Request Logs present individual HTTP requests in a structured table over the selected time range. Unlike Event Logs, a realm is not required — by default you see requests across the whole cluster, and realm is an optional filter.

Phase Two Dash - Request Logs
Inspect individual HTTP requests

Filters

In addition to the shared time-range filter, you can narrow requests by:

  • Endpoint type (for example oidc, admin)
  • Status classAll, 2xx, 3xx, 4xx, or 5xx
  • Method (for example GET, POST)
  • Host header
  • Client IP
  • Realm (optional)
  • Path contains — free-text match against the request path
  • Limit100, 200, 500, 1000, 2000, or 5000 (default 500)

Columns

  • Time, Method, Status, Type (endpoint type)
  • Host, Path
  • Customer, Realm
  • Cache (edge result), Latency (s), IP

Click a row to open a detail drawer with the full request record as JSON, which you can copy directly. Request Logs pair well with the Request Metrics charts: use the charts to spot an anomaly, then drop into Request Logs to find the specific requests behind it.

Download Logs

Use Download Logs when you need retained logs for offline review, auditing, or support cases.

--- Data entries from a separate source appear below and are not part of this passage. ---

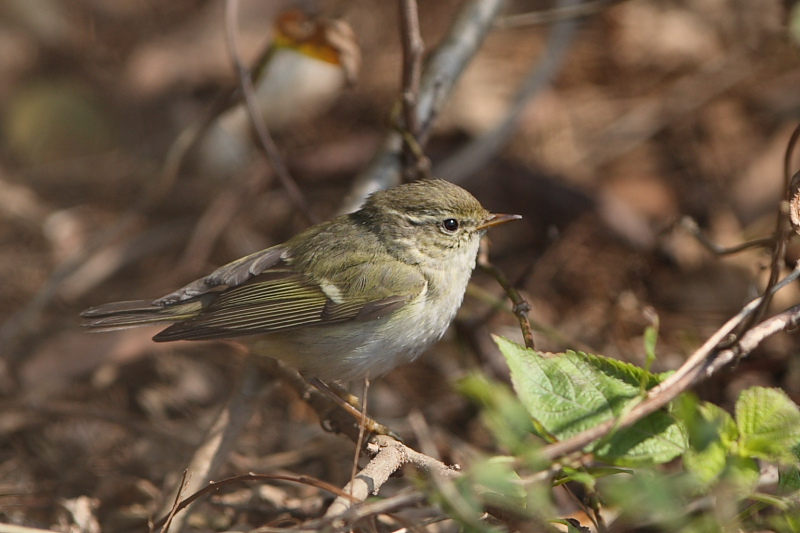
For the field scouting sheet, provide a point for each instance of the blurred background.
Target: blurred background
(655, 110)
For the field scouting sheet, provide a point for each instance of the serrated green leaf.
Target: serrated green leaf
(769, 425)
(571, 392)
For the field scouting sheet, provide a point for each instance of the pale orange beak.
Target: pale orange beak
(495, 219)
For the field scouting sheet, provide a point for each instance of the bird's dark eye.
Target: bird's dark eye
(450, 225)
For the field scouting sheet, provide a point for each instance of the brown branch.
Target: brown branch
(521, 306)
(214, 450)
(265, 142)
(439, 76)
(690, 225)
(479, 151)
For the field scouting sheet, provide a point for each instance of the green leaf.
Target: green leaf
(502, 413)
(769, 425)
(569, 393)
(712, 434)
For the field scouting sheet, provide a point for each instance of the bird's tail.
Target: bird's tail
(122, 315)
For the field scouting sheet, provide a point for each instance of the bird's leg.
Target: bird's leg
(351, 405)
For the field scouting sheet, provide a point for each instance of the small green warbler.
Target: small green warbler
(352, 297)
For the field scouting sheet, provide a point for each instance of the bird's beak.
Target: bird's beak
(494, 219)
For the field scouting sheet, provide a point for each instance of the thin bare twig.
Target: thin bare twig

Phase Two Dash - Download Logs
Browse and download retained log files

Working with log files

  • If no time range is selected yet, the dashboard defaults to the last 7 days
  • Quick ranges and custom From / To filters are available here as well
  • All timestamps are shown in UTC
  • The table lists the file name, last modified time, and file size
  • Use the file name or the download action to download an individual log file

If no files appear, widen the time range first and then confirm that you are looking at the expected cluster and date window.

Access notes

If you see a message saying logs cannot be viewed due to lack of permissions, your account does not currently have access to that cluster's logs.